A vontade de ter uma profissão fez João recalcular a sua rotina. Ele chegava às 5h no trabalho, largava às 18h, passava em casa para jantar, e seguia para a escola e terminava suas obrigações às 22h. Por dia, ele dormia pouco mais de seis horas. O cansaço físico e mental batia na porta, mas crescer estava como prioridade para quem perdeu muito tempo parado no mesmo lugar. “A gente se acomoda. Acha que aquele salário basta, que não tem mais idade pra pensar em futuro, carreira. Eu pensei muito nisso, mas algo aqui dentro dizia para seguir meu sonho de ter uma profissão. Foi muito difícil essa volta. A cabeça parecia que estava parada, sabe? Nada entrava. Foram 28 anos sem entrar numa sala de aula. Mas, aos poucos, a mente foi se abrindo”.

Além da nostalgia de retornar à escola que frequentou ainda criança, João teve outra surpresa que soa mais como destino: o seu professor de matemática na infância, Osvaldo Brito, voltaria a lhe dar aulas no EJA. “Eu lembrava muito dele porque sempre gostei de matemática. Sempre gostei das aulas dele e, para mim, foi uma surpresa muito boa. Me senti em casa duas vezes”, brincou.

Com o passar das aulas, a relação aluno/professor foi se estreitando e se tornou uma amizade das boas, daquelas que encorajam. “Ele acreditava em mim, entende? Sempre dizia que eu era capaz de fazer mais que um curso técnico, e me incentivou a fazer o ENEM, assim como meus filhos e minha esposa”. Em 2017, João fez seu primeiro vestibular. “Não passei. Fiquei muito desanimado, mas a escola me deu todo o suporte para que eu não desistisse”. No ano seguinte, João finalmente recebeu a notícia de que passou em Matemática na Universidade Federal de Pernambuco (UFPE).

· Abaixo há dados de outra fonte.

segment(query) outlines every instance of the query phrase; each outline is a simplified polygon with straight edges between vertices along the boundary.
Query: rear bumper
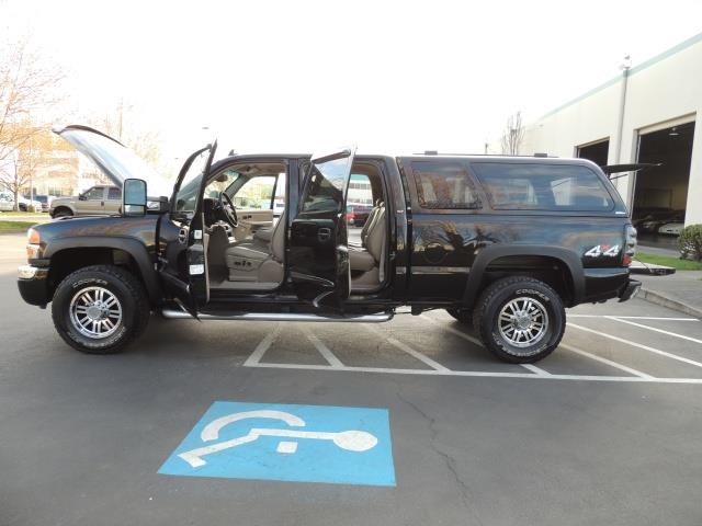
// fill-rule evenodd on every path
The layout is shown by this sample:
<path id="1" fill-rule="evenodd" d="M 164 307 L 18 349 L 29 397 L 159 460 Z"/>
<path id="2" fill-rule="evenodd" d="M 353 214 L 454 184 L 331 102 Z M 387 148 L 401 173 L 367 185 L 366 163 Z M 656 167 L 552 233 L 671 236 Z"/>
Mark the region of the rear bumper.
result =
<path id="1" fill-rule="evenodd" d="M 627 299 L 636 296 L 638 294 L 638 290 L 641 290 L 641 282 L 637 282 L 636 279 L 630 279 L 629 283 L 620 290 L 619 300 L 626 301 Z"/>
<path id="2" fill-rule="evenodd" d="M 22 299 L 30 305 L 46 307 L 48 297 L 48 268 L 22 265 L 18 268 L 18 288 Z"/>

“Eu ainda não acredito. É um sonho mesmo. É uma bênção. Tudo acontece no tempo de Deus. Eu parei, mas quando voltei, as portas se abriram. A vontade de fazer matemática foi maior. Muitas vezes eu tive medo de não conseguir, a minha visão dificultou mais ainda, mas hoje eu estou aqui, um universitário. Se eu tive capacidade de chegar até aqui, tenho capacidade de concluir esse curso e conciliar com o meu novo trabalho. Estou preparado de corpo e alma. Não desisti dos meus sonhos e hoje colho os frutos”.

Após a entrevista, a nossa equipe acompanhou o primeiro dia de aula de João na universidade. Visivelmente ansioso, o estudante entrou na sala lotada de calouros, desejou boa noite aos colegas de turma, se apresentou e sentou no primeiro lugar da fila. “O lugar certo, na hora certa”, disse baixinho, com os olhos marejados.